$10 million bequest to strengthen Australia-United States scientific links
Melbourne’s Walter and Eliza Hall Institute of Medical Research and Johns Hopkins University in Baltimore, US, have been named as beneficiaries of a charitable trust established by American scientist, physician and publisher Dr Leslie Norins and his wife Mrs Ann ‘Rainey’ Norins.
The future value of the gift, which will be received after the donors’ deaths, is estimated at $US10 million. The Norins Fund will support exchanges of students and scientists between the Johns Hopkins University Zanvyl Krieger School of Arts and Sciences and the Walter and Eliza Hall Institute.
Dr Norins, who received a Bachelors degree from Johns Hopkins University, undertook postgraduate studies at the Walter and Eliza Hall Institute with Nobel Prize winner Sir Macfarlane Burnet from 1962 to 1964, receiving a PhD degree in immunology. After a decade studying infectious disease at the US Centers for Disease Control, Dr Norins moved into publishing, specialising in medical newsletters. Mrs Norins is a business partner of Dr Norins in their publishing enterprises.
Dr Norins said Johns Hopkins and the Walter and Eliza Hall Institute had aided the formative years of his career. “I have seen the rewards of exposing younger scientists to cross-training at top institutions in other countries,” Dr Norins said. “Not only does it promote exchange of science knowledge and techniques, but it broadens their world outlook in this time of increased globalisation. We wanted to enhance such opportunities for future generations of researchers.”

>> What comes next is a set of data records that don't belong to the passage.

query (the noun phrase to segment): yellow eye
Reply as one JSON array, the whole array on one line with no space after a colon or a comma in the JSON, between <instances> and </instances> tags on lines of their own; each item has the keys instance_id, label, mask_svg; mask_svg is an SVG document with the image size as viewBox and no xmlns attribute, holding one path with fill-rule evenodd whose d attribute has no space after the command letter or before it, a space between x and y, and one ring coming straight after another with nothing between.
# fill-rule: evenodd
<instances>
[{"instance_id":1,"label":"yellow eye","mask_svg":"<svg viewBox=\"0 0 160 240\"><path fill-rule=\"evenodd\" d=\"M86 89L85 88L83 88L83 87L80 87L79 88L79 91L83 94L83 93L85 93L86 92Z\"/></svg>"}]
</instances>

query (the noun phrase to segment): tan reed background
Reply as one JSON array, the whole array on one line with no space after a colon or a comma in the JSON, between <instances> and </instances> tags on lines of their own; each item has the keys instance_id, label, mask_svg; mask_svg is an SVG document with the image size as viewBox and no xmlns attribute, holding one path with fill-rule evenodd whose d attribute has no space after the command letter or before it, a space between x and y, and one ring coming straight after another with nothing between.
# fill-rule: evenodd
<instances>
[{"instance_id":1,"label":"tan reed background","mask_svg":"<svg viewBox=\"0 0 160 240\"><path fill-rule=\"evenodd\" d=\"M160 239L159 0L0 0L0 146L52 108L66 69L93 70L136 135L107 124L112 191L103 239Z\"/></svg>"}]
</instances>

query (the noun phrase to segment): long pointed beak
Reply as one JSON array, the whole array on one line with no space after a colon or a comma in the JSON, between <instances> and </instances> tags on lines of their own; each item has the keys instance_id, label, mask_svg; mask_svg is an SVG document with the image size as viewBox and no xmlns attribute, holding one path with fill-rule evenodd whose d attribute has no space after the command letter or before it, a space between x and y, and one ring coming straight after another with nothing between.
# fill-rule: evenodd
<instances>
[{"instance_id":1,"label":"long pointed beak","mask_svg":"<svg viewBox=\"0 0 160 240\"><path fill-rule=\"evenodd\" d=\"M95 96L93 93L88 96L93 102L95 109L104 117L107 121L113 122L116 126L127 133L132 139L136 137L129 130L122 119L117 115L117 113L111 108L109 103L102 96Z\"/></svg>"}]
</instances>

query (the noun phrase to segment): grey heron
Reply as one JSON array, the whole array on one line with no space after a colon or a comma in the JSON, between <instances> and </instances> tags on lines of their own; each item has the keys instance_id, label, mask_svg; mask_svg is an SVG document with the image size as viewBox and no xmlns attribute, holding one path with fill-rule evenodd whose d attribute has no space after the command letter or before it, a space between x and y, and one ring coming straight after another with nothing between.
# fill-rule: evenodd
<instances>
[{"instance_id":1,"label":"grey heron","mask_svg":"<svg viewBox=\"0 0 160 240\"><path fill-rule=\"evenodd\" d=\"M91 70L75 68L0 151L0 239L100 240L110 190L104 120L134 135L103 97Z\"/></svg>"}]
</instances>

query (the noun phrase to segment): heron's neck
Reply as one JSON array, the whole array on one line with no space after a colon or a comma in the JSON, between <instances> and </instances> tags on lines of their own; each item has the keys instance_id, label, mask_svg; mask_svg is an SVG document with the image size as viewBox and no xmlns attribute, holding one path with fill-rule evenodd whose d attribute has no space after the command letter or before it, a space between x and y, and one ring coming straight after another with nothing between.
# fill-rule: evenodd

The director of the Walter and Eliza Hall Institute, Professor Doug Hilton, said he was thrilled that Dr and Mrs Norins had chosen to remember Dr Norins’ time at the institute and at Johns Hopkins University in such a generous and thoughtful way.
“Improving human health through medical research is truly a global effort,” said Professor Hilton. “An exchange program such as that enabled by Dr and Mrs Norins allows researchers to collaborate much more closely, bringing together more minds and strategies to solve complex problems.
“Dr Norins’ career path, taking him between continents to receive the best scientific training, reflects the experiences of many medical researchers, particularly those in Australia. I am delighted to think that, in the future, this fund will benefit both Australian and North American researchers, allowing reciprocal exchanges between two important research centres.”
Both the Walter and Eliza Hall Institute and Johns Hopkins University were founded through philanthropy, and the generosity of many in the Australian and American communities remains a significant source of financial support for both institutions.
Professor Hilton said the institute’s focus on understanding, preventing and treating cancer, immune disorders and infectious diseases, was complemented by the research strengths of Johns Hopkins University. “Both Australia and the United States will benefit greatly from exchanges supported by the Norins Fund,” he said.